Come da tradizione, Clarus anticipa le date del Festival con una breve intervista al direttore Roberto Perrotti. A pochi giorni dall’evento giunto alla XIV edizione, in programma 29 e 30 maggio, tocchiamo più da vicino i contenuti e alcuni aspetti organizzativi come la collaborazione con due Istituti scolastici superiori di Piedimonte Matese.

L’Inappartenenza e l’Ascolto, due possibili antidoti all’omologazione sociale e culturale. Ci descriva, come possono essere vissuti in questo tempo e qual è il nesso che li lega.
In una società omologata e distratta l’Inappartenenza e l’Ascolto possono diventare un atto di resistenza culturale. La nostra complessa contemporaneità è segnata dall’iperconnessione e da una tragica transizione ecologica ed economica ma soprattutto da una dolorosa frammentazione dei legami. Il nostro mondo è come imprigionato nella sua ottusità, cecità e ferocia, spingendoci verso un precipizio della specie, dove le nostre strutture di giudizio non riescono a modificare di un millimetro questa rotta suicida.
Di fronte a ciò, L’inappartenenza rappresenta la possibilità di porsi alla giusta distanza rispetto a un simile contesto, in una posizione sospensiva e momentanea ovvero una stasi creativa che possa consentire di riconoscere gli elementi sfuggenti della complessità.
E l’Ascolto?
Anche l’ascolto sarà un gesto di resistenza. Non si imporrà la propria voce, ma si accoglierà ciò che non ha ancora nome, ciò che proviene dall’Altro. L’Ascolto inoltre diventerà la risposta radicale ad una scelta giusta. Solo chi non è saturo di appartenenza e omologazione riesce ad ascoltare davvero.

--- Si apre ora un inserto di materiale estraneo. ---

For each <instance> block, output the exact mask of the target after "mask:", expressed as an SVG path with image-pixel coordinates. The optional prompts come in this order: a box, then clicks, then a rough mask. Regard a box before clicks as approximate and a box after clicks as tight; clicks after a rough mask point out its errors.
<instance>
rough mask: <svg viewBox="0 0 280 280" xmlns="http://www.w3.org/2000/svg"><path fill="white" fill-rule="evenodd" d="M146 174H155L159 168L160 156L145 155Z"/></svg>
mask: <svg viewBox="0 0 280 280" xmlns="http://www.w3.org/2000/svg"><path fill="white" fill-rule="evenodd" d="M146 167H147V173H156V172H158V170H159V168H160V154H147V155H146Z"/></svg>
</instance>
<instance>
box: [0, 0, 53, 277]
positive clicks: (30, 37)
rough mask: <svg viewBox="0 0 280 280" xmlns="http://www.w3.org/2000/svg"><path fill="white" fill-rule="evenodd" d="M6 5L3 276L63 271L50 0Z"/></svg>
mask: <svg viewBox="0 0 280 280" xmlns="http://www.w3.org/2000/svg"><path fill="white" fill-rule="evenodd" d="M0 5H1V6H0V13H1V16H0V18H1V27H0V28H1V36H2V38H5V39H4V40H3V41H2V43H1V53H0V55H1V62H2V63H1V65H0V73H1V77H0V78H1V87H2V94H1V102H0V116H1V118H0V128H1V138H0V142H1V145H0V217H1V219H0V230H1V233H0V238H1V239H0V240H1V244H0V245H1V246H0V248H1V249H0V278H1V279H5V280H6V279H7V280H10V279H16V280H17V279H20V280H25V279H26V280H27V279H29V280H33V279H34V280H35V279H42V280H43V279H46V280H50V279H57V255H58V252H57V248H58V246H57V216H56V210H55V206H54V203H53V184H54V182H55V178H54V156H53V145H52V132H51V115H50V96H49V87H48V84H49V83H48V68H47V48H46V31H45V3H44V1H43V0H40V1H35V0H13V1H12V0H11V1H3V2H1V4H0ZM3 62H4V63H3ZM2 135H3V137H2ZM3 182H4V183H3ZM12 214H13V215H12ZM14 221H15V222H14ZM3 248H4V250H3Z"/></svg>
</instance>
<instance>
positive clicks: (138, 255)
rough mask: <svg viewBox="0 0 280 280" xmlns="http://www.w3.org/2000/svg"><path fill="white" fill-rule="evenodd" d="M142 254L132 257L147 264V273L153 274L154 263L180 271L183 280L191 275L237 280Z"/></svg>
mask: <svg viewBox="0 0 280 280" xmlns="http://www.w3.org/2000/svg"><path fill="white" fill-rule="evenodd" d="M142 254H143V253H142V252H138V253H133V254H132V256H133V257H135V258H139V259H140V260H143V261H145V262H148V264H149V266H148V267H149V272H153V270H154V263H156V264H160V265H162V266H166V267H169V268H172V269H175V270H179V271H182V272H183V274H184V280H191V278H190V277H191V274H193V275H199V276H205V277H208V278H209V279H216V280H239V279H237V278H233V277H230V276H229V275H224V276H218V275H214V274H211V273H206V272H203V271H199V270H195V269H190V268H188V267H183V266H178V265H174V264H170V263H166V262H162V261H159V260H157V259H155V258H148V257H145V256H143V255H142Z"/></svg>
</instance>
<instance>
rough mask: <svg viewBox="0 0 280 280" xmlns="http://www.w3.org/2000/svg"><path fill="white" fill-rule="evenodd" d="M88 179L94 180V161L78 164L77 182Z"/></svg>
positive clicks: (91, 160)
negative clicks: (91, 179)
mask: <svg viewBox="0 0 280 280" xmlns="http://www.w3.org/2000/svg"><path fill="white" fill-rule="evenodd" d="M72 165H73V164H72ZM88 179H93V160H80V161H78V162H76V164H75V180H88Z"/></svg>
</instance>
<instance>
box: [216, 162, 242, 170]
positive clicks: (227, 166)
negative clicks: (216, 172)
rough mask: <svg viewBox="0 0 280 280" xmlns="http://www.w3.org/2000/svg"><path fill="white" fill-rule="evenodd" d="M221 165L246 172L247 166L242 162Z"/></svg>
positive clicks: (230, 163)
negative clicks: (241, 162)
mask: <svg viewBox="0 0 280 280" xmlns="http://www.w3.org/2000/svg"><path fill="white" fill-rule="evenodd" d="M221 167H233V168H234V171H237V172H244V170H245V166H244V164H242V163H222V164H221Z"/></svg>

Dalla prima edizione “Passaggi di umanità” all’attuale “L’inappartenenza e l’Ascolto” avete proposto e sviluppato numerosi temi riguardanti l’attualità, la poesia, la filosofia, la fede, con la presenza di centinaia di autori e figure autorevoli della ricerca filosofica, della letteratura e della musica. A cosa tende il Festival dell’Erranza in termini culturali e sociali?

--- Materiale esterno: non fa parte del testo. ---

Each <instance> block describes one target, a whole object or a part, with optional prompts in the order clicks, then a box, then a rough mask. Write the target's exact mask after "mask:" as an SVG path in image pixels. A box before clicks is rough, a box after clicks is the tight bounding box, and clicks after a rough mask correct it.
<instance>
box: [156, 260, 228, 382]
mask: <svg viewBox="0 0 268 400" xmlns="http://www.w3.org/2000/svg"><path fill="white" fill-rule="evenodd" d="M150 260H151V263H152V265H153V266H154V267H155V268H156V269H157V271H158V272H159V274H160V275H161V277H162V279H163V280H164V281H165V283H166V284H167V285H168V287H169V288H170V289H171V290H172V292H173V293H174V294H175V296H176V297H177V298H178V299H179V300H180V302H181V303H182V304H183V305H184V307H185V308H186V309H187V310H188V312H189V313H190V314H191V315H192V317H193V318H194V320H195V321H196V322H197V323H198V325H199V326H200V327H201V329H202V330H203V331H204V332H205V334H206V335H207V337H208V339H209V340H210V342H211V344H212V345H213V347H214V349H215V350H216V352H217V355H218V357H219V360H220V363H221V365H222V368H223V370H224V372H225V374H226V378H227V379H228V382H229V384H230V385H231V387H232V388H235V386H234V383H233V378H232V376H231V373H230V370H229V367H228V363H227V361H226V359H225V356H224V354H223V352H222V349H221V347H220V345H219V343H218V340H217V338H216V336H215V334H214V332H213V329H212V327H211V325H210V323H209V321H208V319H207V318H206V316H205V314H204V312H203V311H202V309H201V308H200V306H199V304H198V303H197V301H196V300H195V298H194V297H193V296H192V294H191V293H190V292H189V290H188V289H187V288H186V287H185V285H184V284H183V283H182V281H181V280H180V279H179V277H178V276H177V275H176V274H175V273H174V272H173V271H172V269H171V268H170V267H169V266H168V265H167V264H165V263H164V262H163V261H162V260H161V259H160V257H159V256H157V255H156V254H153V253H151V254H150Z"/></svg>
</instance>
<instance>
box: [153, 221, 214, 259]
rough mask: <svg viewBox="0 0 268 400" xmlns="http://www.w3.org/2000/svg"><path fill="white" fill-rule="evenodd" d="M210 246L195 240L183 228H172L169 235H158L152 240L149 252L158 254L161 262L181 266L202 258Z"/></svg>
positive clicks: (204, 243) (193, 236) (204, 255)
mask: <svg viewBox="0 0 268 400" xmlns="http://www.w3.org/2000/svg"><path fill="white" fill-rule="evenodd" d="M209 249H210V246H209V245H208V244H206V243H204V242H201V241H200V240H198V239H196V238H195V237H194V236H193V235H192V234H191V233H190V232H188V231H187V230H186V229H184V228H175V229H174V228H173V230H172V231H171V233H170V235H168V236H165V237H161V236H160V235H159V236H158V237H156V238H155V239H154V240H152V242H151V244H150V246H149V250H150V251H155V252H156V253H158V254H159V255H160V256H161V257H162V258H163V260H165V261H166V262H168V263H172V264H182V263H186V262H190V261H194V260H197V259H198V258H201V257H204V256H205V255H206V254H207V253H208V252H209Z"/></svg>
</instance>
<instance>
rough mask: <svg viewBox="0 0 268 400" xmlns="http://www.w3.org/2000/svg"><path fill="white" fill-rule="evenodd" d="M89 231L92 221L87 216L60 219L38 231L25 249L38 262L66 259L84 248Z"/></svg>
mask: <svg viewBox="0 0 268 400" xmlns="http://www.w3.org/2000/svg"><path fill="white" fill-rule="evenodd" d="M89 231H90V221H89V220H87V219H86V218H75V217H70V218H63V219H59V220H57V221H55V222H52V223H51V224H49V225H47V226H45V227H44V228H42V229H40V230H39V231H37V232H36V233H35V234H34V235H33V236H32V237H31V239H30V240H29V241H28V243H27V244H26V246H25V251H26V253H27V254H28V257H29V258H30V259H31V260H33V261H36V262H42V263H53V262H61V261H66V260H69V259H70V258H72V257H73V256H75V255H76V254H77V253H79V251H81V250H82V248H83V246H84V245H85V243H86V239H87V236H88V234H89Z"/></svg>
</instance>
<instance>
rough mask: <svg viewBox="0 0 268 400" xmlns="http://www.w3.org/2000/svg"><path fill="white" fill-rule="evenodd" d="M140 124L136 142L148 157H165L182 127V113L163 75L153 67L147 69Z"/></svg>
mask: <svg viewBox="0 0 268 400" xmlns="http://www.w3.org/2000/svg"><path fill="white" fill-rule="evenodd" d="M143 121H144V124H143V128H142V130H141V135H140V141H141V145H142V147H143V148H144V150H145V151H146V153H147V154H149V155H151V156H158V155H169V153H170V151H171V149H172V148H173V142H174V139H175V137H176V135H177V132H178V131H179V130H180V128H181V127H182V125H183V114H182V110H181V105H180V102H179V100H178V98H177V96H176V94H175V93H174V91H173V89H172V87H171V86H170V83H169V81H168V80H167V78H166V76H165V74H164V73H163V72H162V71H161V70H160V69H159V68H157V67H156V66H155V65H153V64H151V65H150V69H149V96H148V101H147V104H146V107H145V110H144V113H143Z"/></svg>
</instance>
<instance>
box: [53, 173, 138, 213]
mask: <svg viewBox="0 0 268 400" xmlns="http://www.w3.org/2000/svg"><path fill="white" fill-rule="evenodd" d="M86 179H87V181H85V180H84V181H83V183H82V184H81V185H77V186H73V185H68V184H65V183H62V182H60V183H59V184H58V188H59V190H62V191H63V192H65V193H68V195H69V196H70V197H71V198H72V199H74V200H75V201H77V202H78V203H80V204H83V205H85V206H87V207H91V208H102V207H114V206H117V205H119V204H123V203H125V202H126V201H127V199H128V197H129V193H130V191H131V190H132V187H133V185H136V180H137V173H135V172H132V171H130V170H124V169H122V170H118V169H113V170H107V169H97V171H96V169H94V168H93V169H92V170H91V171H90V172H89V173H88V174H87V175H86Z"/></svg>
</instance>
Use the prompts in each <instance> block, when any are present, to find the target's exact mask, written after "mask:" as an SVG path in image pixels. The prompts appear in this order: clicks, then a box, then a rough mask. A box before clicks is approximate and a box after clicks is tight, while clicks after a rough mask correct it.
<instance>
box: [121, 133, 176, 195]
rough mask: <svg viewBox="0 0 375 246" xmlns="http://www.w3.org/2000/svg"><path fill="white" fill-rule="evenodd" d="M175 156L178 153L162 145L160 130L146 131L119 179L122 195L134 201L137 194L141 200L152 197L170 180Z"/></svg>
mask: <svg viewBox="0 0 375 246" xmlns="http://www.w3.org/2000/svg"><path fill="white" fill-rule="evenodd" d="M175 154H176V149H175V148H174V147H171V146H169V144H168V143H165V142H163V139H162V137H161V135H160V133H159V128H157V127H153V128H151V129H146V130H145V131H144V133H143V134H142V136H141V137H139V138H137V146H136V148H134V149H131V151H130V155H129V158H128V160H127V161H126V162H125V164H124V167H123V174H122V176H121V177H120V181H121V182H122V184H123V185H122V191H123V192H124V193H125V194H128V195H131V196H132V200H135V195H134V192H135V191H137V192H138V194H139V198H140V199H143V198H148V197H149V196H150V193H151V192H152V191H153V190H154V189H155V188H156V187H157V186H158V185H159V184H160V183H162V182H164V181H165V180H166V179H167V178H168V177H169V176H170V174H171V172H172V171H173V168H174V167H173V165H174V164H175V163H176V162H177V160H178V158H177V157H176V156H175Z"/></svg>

Intendiamo riconfermare, in questo momento di crisi di sistema, una nostra proposta di riflessione, un critico ripensamento per accedere alla comprensione di ciò che sta accadendo e conoscere quali siano realmente le forze in campo. Il nostro attuale sistema si basa sul non detto, sull’inganno e sulla predazione. Da anni il nostro impegno culturale, le nostre energie creative si muovono rispetto a ciò, esattamente, in ”direzione ostinata e contraria”.


Quest’anno ci sarà la collaborazione con gli studenti dell’IIS De Franchis e con il “Galileo Galilei “ di Piedimonte Matese. Quali le ragioni e come si concretizza questa partnership? Perché il Festival a maggio, e non a settembre, come da tradizione?

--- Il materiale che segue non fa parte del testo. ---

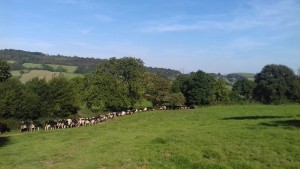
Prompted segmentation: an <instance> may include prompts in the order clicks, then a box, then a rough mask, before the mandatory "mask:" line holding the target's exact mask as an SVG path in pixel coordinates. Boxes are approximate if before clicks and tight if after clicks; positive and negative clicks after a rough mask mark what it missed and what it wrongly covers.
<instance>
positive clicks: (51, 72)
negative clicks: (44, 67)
mask: <svg viewBox="0 0 300 169" xmlns="http://www.w3.org/2000/svg"><path fill="white" fill-rule="evenodd" d="M61 74H62V75H63V77H65V78H67V79H72V78H74V77H78V76H79V77H82V76H83V75H82V74H74V73H65V72H63V73H61ZM58 76H60V72H50V71H47V70H31V71H30V72H28V73H25V74H23V75H22V76H21V78H20V80H21V82H27V81H28V80H30V79H32V78H34V77H38V78H40V79H43V78H45V79H46V80H51V79H52V78H54V77H58Z"/></svg>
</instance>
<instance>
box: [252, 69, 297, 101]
mask: <svg viewBox="0 0 300 169" xmlns="http://www.w3.org/2000/svg"><path fill="white" fill-rule="evenodd" d="M255 83H256V87H255V89H254V97H255V98H256V99H257V100H258V101H261V102H263V103H268V104H269V103H285V102H288V101H296V100H298V99H299V95H300V94H299V80H298V78H297V76H296V75H295V74H294V71H293V70H292V69H291V68H289V67H287V66H284V65H275V64H272V65H266V66H265V67H264V68H263V69H262V71H261V72H260V73H258V74H257V75H256V76H255Z"/></svg>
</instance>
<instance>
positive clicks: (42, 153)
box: [0, 105, 300, 169]
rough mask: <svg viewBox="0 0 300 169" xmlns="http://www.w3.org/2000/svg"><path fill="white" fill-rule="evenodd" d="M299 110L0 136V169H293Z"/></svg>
mask: <svg viewBox="0 0 300 169" xmlns="http://www.w3.org/2000/svg"><path fill="white" fill-rule="evenodd" d="M299 123H300V106H299V105H280V106H266V105H238V106H212V107H202V108H197V109H189V110H165V111H149V112H142V113H138V114H134V115H131V116H124V117H118V118H116V119H113V120H110V121H107V122H105V123H102V124H97V125H95V126H85V127H77V128H72V129H59V130H52V131H44V130H42V131H37V132H32V133H31V132H29V133H19V132H10V133H5V134H3V135H0V168H3V169H6V168H8V169H10V168H20V169H22V168H49V169H50V168H53V169H57V168H63V169H65V168H68V169H71V168H76V169H77V168H86V169H94V168H95V169H105V168H122V169H123V168H124V169H127V168H128V169H131V168H143V169H145V168H147V169H148V168H155V169H157V168H165V169H171V168H178V169H182V168H184V169H189V168H204V169H206V168H211V169H221V168H224V169H231V168H235V169H256V168H262V169H265V168H271V169H276V168H278V169H285V168H289V169H298V168H299V166H300V128H299V127H300V124H299Z"/></svg>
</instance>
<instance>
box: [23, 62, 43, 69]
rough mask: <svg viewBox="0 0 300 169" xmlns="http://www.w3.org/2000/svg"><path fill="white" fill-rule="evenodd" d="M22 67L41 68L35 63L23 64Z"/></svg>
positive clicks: (39, 66) (39, 64) (26, 67)
mask: <svg viewBox="0 0 300 169" xmlns="http://www.w3.org/2000/svg"><path fill="white" fill-rule="evenodd" d="M23 66H24V67H25V68H27V69H30V68H42V65H41V64H36V63H23Z"/></svg>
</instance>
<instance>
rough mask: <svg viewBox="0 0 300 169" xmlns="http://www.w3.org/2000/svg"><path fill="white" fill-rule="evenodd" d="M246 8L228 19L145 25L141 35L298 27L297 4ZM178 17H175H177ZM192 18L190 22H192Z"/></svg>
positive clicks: (226, 18) (167, 20)
mask: <svg viewBox="0 0 300 169" xmlns="http://www.w3.org/2000/svg"><path fill="white" fill-rule="evenodd" d="M247 5H248V7H241V8H240V9H238V10H236V11H235V12H233V13H232V14H230V15H227V17H225V18H224V17H222V18H221V17H220V18H216V19H215V20H211V18H209V19H208V20H205V16H201V17H200V16H199V17H195V16H182V17H181V19H180V20H175V21H174V19H173V18H169V19H165V20H163V21H157V22H153V23H145V24H144V26H143V28H142V31H143V32H157V33H162V32H182V31H201V30H223V31H236V30H248V29H252V28H260V27H268V28H282V27H295V26H297V27H299V26H300V23H299V19H298V17H299V15H300V4H299V3H297V1H296V0H286V1H272V3H267V2H266V1H256V0H253V1H249V2H248V3H247ZM177 18H178V17H177ZM191 18H192V19H191Z"/></svg>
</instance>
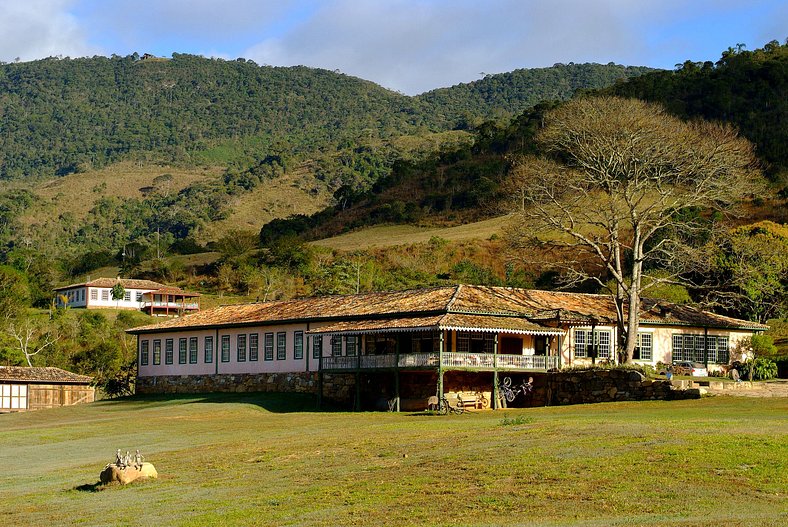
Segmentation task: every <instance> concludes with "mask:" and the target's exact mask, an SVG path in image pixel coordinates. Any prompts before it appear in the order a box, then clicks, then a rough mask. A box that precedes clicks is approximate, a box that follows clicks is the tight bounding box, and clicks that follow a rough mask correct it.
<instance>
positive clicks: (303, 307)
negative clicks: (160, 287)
mask: <svg viewBox="0 0 788 527" xmlns="http://www.w3.org/2000/svg"><path fill="white" fill-rule="evenodd" d="M454 291H455V288H454V287H436V288H429V289H416V290H411V291H394V292H385V293H368V294H361V295H345V296H325V297H315V298H305V299H299V300H282V301H276V302H263V303H257V304H241V305H230V306H221V307H217V308H214V309H209V310H207V311H201V312H200V313H194V314H192V315H186V316H184V317H180V318H177V319H173V320H168V321H165V322H162V323H160V324H154V325H149V326H142V327H138V328H133V329H131V330H129V332H130V333H137V332H148V331H151V330H174V329H180V328H191V327H200V326H207V327H217V326H218V327H221V326H232V325H235V324H251V323H270V322H277V321H286V320H300V319H309V320H316V319H329V320H330V319H333V318H337V317H355V318H363V317H368V316H371V315H384V316H385V315H395V314H398V313H409V312H410V313H425V312H431V311H432V312H440V311H445V310H446V305H447V304H448V302H449V300H451V297H452V295H453V294H454Z"/></svg>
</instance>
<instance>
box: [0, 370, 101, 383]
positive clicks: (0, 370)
mask: <svg viewBox="0 0 788 527" xmlns="http://www.w3.org/2000/svg"><path fill="white" fill-rule="evenodd" d="M4 381H12V382H33V383H70V384H90V383H91V382H93V377H89V376H87V375H78V374H76V373H71V372H70V371H66V370H61V369H60V368H52V367H32V368H31V367H28V366H0V382H4Z"/></svg>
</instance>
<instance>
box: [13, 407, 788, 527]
mask: <svg viewBox="0 0 788 527" xmlns="http://www.w3.org/2000/svg"><path fill="white" fill-rule="evenodd" d="M312 406H313V404H312V401H311V399H309V398H304V397H299V396H287V395H260V394H238V395H210V396H180V397H177V398H169V399H168V398H163V397H151V398H146V399H143V398H132V399H129V400H125V401H120V402H117V401H104V402H99V403H94V404H92V405H86V406H81V407H71V408H62V409H56V410H48V411H40V412H33V413H27V414H11V415H0V470H2V478H0V525H18V526H21V525H44V526H48V525H72V524H73V525H195V526H196V525H330V526H334V525H373V526H377V525H490V526H492V525H586V526H587V525H598V526H606V525H657V524H658V525H681V526H694V525H715V526H717V525H726V526H730V525H742V526H744V525H747V526H752V525H785V524H786V523H788V504H787V503H786V494H788V477H786V475H788V470H787V469H788V466H787V465H788V399H784V398H783V399H780V398H774V399H749V398H730V397H715V398H704V399H701V400H695V401H680V402H660V401H658V402H642V403H616V404H601V405H582V406H568V407H553V408H536V409H527V410H508V411H505V412H504V411H499V412H493V411H486V412H478V413H474V414H470V415H468V414H465V415H462V416H454V415H449V416H432V415H425V414H387V413H359V414H352V413H342V412H325V413H317V412H314V411H312ZM116 448H121V449H123V450H126V449H129V450H132V452H133V449H135V448H140V449H141V450H142V452H143V454H145V455H146V456H147V460H148V461H151V462H152V463H154V464H155V465H156V468H157V469H158V471H159V473H160V478H159V479H158V480H151V481H147V482H143V483H135V484H132V485H129V486H128V487H125V488H121V487H110V488H106V489H101V488H100V487H96V486H95V485H94V483H96V481H97V479H98V473H99V472H100V470H101V468H102V467H103V465H104V464H105V463H107V462H109V461H110V460H111V459H112V457H113V453H114V451H115V449H116Z"/></svg>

Abbiamo stretto con gli studenti degli Istituti Superiori un nuovo patto: nel corso degli incontri proposti dal Festival gli studenti saranno protagonisti e partecipi e non spettatori. Il rapporto con loro è in tal modo ristabilito, si lavorerà insieme e alla pari sulle suggestioni e sulle inferenze che il tema suggerisce. Gli studenti del Classico attraverso una loro riflessione filosofica e letteraria e quelli del Tecnico con una progettazione e una realizzazione di una campagna social sul tema del festival.
Da ciò discende la scelta delle date nel mese di maggio, avere con noi gli studenti è un dono, una ragione di arricchimento.